When a trauma takes place, an anterior shoulder dislocation can cause a head impression fracture what we call a Hill sachs lesion. The posterolateral aspect of the humeral head impacts on the anterior glenoid in the dislocated position, what makes the glenohumeral joint unstable (Shoulder_Instability). [2][3][4]

90% of shoulder dislocations are anterior, so in some cases there could be a posterior dislocation what can cause a reverse Hill sachs lesion. This lesion may be present on the anterior aspect of the humeral head. [4]


Clinical Presentation[edit | edit source]

Shoulder dislocation don’t occur isolated. It causes damage to different tissues surrounding the glenohumeral joint like shoulder ligaments, rotator cuff tendons and the joint capsule. But the bone and cartilage of the humeral head can also be affected. This occurs when the round humeral head is forcibly impacted on the edge of the glenoid, which causes compression fractures in the humeral head. This forms a dimple structure on the articular surface of the humerus, and is called a Hill-Sachs lesion. It can be seen on MRI, CT-scan, but is difficult to see on an x-ray. [13][14][15]

 We can order this humeral head compression fractures according to the percentage of humeral head involvement [11]
• minor defect: less than 20% of the humeral head is involved;
• moderate defect: between 20% and 45% of the head is involved;
• severe defect: more than 45% of the head is involved.
The size of the lesion is in most cases related to the amount of times a dislocation took place[16]

Figure 1 illustrates how the percentage of the humeral head, which is involved, is calculated.

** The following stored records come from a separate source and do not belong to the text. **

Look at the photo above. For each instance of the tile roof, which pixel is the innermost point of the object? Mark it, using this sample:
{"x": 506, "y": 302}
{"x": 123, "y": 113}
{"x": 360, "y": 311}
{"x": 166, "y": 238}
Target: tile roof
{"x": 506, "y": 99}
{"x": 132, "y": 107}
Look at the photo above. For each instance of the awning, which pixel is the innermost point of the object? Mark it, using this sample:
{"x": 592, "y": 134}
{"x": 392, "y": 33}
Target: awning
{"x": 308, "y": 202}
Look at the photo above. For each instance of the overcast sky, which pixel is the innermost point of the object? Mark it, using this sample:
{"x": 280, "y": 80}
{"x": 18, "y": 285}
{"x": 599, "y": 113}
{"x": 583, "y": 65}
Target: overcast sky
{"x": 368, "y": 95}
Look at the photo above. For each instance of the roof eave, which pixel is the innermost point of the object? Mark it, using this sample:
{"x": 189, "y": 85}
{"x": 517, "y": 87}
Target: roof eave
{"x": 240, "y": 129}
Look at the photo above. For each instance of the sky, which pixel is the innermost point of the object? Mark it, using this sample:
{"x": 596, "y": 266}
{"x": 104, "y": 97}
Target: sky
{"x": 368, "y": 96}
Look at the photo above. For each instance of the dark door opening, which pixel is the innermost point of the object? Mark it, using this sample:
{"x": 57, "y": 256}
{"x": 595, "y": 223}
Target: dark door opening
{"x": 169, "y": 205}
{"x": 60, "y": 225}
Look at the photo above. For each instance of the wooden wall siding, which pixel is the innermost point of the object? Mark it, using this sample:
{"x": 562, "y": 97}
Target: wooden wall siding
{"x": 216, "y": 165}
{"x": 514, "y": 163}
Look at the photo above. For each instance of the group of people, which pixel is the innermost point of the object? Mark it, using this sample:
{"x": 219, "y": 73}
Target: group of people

Next to this percentage, a Hill-Sachs lesion is also characterized by its depth ('d' on figure 1) and its size ('s' on figure 1).


Figure 1: preoperative double contrast CT arthrography of a 20 year old patient

Figure 1: preoperative double contrast CT arthrography of a 20 year old patient. [11]When we diagnose a Hill-Sachs defect, we can be sure that there was a complete dislocation of the humeral head out of the socket, and that it was not just a subluxation. [13]
A Hill-Sachs lesion occurs in about 50 percent of the first-time shoulder dislocations. For people with a shoulders dislocations’ history (= shoulder instability) you can almost always see these humeral head compression fractures. [15] There is a link between bone loss on either the glenoid side or the humeral side and recurrent shoulder instability during activities. [16]

Diagnostic Procedures[edit | edit source]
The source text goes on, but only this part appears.